“If one considers the wonders of nature, then painting does not equal landscape. But if one considers the wonders of brushwork, then landscape does not equal painting.”
–Dong Qichang (Ming Dynasty 1555-1636)
My work explores the role paint plays in our psychic understanding of land; and the inverse, that our relationship with land influences our understanding of paint.
Raised in a family of geologists and artists whose ancestors took part in the settling and mapping of the American West, I’ve inherited an affinity for its geography, atmosphere, history, and the dynamics of our interaction with it. I’m particularly drawn to the desert, where I spend a lot of time walking.
In my paintings, a vocabulary of flows and aggregates of watercolor, pigment, salts, and sediments, geometric patterns suggesting temple floors and mud cracks, and relics of native textural materials are superimposed over cartographic skeletons derived from satellite photos and digital maps. Additional structural or conceptual restraints might include bisection with a flat horizon–often turned on end, or an organizational grid based on the size of the paper, or time limitations. The larger pieces are hung frameless, as maps.

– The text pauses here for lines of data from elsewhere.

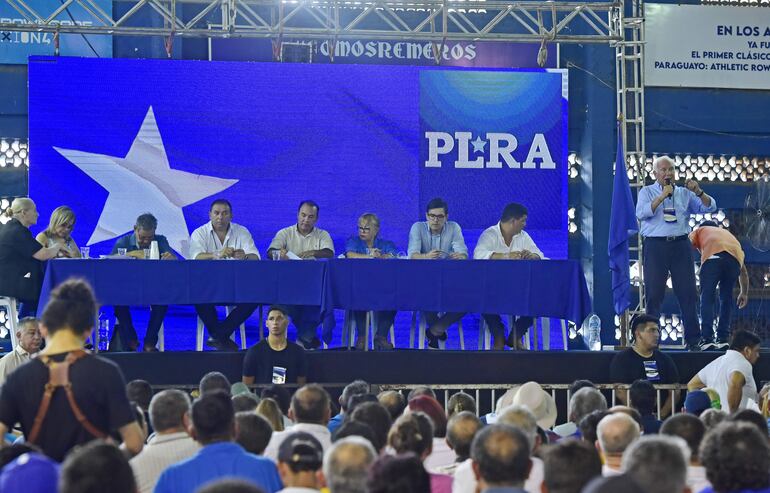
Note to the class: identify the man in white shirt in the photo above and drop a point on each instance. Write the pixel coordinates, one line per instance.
(507, 240)
(731, 375)
(28, 343)
(303, 240)
(170, 417)
(220, 238)
(311, 412)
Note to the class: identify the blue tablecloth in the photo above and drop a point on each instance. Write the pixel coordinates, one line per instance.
(550, 288)
(187, 282)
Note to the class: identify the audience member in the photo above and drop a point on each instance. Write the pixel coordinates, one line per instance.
(252, 432)
(460, 402)
(659, 463)
(583, 402)
(587, 426)
(170, 417)
(570, 465)
(310, 411)
(269, 409)
(461, 429)
(413, 433)
(501, 458)
(736, 457)
(213, 426)
(354, 428)
(731, 375)
(644, 361)
(642, 397)
(614, 434)
(378, 419)
(690, 429)
(346, 465)
(213, 381)
(30, 472)
(275, 359)
(398, 474)
(393, 401)
(712, 417)
(28, 344)
(300, 459)
(354, 388)
(94, 467)
(98, 390)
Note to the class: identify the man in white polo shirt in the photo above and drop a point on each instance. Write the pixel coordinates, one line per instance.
(507, 240)
(731, 375)
(220, 238)
(303, 240)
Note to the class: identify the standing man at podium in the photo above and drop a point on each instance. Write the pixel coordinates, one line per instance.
(664, 209)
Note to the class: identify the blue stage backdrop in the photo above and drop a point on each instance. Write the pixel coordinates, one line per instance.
(117, 138)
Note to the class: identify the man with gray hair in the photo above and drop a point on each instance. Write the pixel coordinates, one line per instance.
(28, 343)
(659, 463)
(614, 434)
(524, 420)
(581, 404)
(346, 465)
(170, 418)
(664, 210)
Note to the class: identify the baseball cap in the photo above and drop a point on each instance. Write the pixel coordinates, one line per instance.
(302, 451)
(30, 472)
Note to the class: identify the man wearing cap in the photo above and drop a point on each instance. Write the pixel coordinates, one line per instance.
(300, 459)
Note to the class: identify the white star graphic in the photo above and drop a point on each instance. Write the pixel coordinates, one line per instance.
(478, 144)
(143, 182)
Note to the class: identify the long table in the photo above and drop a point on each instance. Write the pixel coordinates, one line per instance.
(552, 288)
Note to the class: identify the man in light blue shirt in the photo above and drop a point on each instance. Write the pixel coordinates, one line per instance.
(213, 426)
(437, 238)
(663, 209)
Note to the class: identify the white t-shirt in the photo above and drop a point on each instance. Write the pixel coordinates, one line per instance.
(717, 376)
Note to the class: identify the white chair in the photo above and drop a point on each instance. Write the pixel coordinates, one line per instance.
(421, 327)
(11, 318)
(201, 327)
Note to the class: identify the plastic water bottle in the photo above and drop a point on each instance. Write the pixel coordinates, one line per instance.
(594, 333)
(104, 332)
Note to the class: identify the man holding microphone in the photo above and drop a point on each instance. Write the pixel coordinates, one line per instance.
(663, 210)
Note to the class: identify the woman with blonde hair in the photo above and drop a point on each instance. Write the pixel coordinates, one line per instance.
(59, 231)
(21, 256)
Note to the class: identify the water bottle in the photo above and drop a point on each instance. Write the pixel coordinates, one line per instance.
(104, 332)
(594, 333)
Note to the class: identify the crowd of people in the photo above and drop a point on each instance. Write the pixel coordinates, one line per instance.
(70, 423)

These abstract paintings are doorways into a giddy, poetic, possibly spiritual–but illogical–way of perceiving specific places as if for the first time–disoriented, identifying landmarks, looking to the horizon for stability, trying to make sense of it all. They nudge viewers toward a sensory understanding of what makes places matter. Color, texture, and atmosphere are paramount; historical, scientific, and formal accuracy are peripheral concerns.
“The physical act of painting is itself mysterious, profoundly disorienting,” said Darren Waterston. Like walking, the act of painting is a sequential process of unfolding revelations and recognition. I’m continually amazed by the physical ability of sediment suspended in water to describe ephemeral experiences employing the same elemental forces that sculpt land.